Brief History of Macroeconomic Thought and Policy
3. Macroeconomics for the 21st Century
Monetary Change and Monetarism
Look again at Figure 17.6 "M2 and Nominal GDP, 1960–1980". The close relationship between M2 and nominal GDP in the 1960s and 1970s helped win over many economists to the monetarist camp. Now look at Figure 17.9 "M2 and Nominal GDP, 1980–2011". It shows the same two variables, M2 and nominal GDP, from the 1980s through 2011. The tidy relationship between the two seems to have vanished. What happened?
Figure 17.9 M2 and Nominal GDP, 1980–2011
The close relationship between M2 and nominal GDP a year later that had prevailed in the 1960s and 1970s seemed to vanish from the 1980s onward.
The sudden change in the relationship between the money stock and nominal GDP has resulted partly from public policy.
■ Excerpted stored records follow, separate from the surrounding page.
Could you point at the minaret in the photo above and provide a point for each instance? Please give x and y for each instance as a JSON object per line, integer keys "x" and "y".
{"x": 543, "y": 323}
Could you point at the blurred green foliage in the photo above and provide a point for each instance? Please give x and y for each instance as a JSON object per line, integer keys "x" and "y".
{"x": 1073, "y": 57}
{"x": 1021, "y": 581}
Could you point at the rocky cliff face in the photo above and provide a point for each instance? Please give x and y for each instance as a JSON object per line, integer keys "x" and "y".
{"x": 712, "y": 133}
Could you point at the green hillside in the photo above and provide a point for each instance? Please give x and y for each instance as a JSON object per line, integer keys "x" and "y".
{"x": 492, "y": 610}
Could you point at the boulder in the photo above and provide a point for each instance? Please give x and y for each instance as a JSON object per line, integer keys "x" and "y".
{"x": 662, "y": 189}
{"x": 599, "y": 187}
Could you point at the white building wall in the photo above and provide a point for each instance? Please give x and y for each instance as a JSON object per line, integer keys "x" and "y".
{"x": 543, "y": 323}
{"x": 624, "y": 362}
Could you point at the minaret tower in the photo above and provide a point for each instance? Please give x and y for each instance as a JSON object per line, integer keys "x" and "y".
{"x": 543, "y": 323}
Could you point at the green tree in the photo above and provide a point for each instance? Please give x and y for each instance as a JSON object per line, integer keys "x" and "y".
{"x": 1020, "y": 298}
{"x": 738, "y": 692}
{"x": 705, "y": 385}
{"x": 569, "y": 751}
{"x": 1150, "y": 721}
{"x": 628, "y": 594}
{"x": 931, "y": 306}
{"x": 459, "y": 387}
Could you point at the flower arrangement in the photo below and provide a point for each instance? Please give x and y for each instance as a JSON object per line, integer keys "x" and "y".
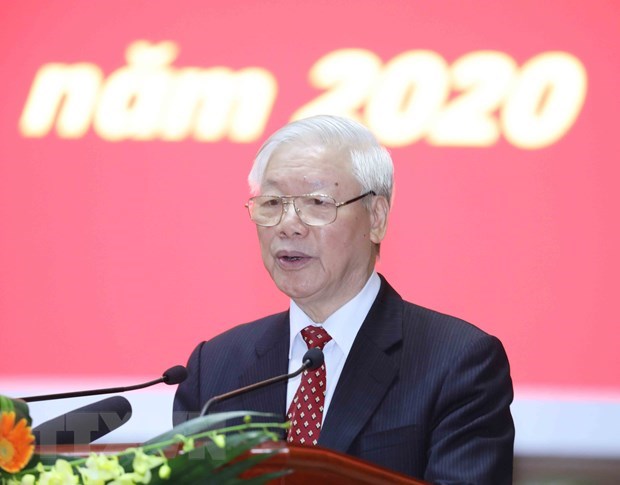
{"x": 204, "y": 450}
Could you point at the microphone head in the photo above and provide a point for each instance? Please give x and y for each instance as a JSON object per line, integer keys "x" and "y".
{"x": 175, "y": 375}
{"x": 313, "y": 359}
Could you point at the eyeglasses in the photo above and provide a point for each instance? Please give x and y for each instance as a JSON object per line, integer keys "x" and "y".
{"x": 312, "y": 209}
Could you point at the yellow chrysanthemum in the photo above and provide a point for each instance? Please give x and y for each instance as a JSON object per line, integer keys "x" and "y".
{"x": 16, "y": 443}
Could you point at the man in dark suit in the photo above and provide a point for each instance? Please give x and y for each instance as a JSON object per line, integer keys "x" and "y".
{"x": 402, "y": 386}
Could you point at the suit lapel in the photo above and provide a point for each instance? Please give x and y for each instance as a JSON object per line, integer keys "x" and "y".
{"x": 271, "y": 360}
{"x": 370, "y": 369}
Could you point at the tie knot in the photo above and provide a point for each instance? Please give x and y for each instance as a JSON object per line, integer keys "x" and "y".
{"x": 315, "y": 337}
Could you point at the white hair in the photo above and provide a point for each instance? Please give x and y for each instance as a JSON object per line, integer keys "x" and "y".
{"x": 372, "y": 164}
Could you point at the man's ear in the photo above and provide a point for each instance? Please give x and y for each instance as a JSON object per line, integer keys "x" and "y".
{"x": 379, "y": 211}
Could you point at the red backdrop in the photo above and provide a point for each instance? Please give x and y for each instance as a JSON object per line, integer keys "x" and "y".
{"x": 123, "y": 237}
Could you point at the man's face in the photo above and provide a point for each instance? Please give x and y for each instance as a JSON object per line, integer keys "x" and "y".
{"x": 320, "y": 267}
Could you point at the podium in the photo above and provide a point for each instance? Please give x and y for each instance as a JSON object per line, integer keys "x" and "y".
{"x": 308, "y": 465}
{"x": 312, "y": 465}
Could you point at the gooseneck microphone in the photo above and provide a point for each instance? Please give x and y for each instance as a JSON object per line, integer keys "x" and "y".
{"x": 86, "y": 424}
{"x": 312, "y": 359}
{"x": 174, "y": 375}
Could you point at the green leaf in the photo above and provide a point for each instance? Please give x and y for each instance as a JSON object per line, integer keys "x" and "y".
{"x": 204, "y": 423}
Deregulation of the banking industry in the early 1980s produced sharp changes in the ways individuals dealt with money, thus changing the relationship of money to economic activity. Banks have been freed to offer a wide range of financial alternatives to their customers. One of the most important developments has been the introduction of bond funds offered by banks. These funds allowed customers to earn the higher interest rates paid by long-term bonds while at the same time being able to transfer funds easily into checking accounts as needed. Balances in these bond funds are not counted as part of M2. As people shifted assets out of M2 accounts and into bond funds, velocity rose. That changed the once-close relationship between changes in the quantity of money and changes in nominal GDP.
Many monetarists have argued that the experience of the 1980s, 1990s, and 2000s reinforces their view that the instability of velocity in the short run makes monetary policy an inappropriate tool for short-run stabilization. They continue to insist, however, that the velocity of M2 remains stable in the long run. But the velocity of M2 appears to have diverged in recent years from its long-run path. Although it may return to its long-run level, the stability of velocity remains very much in doubt. Because of this instability, in 2000, when the Fed was no longer required by law to report money target ranges, it discontinued the practice.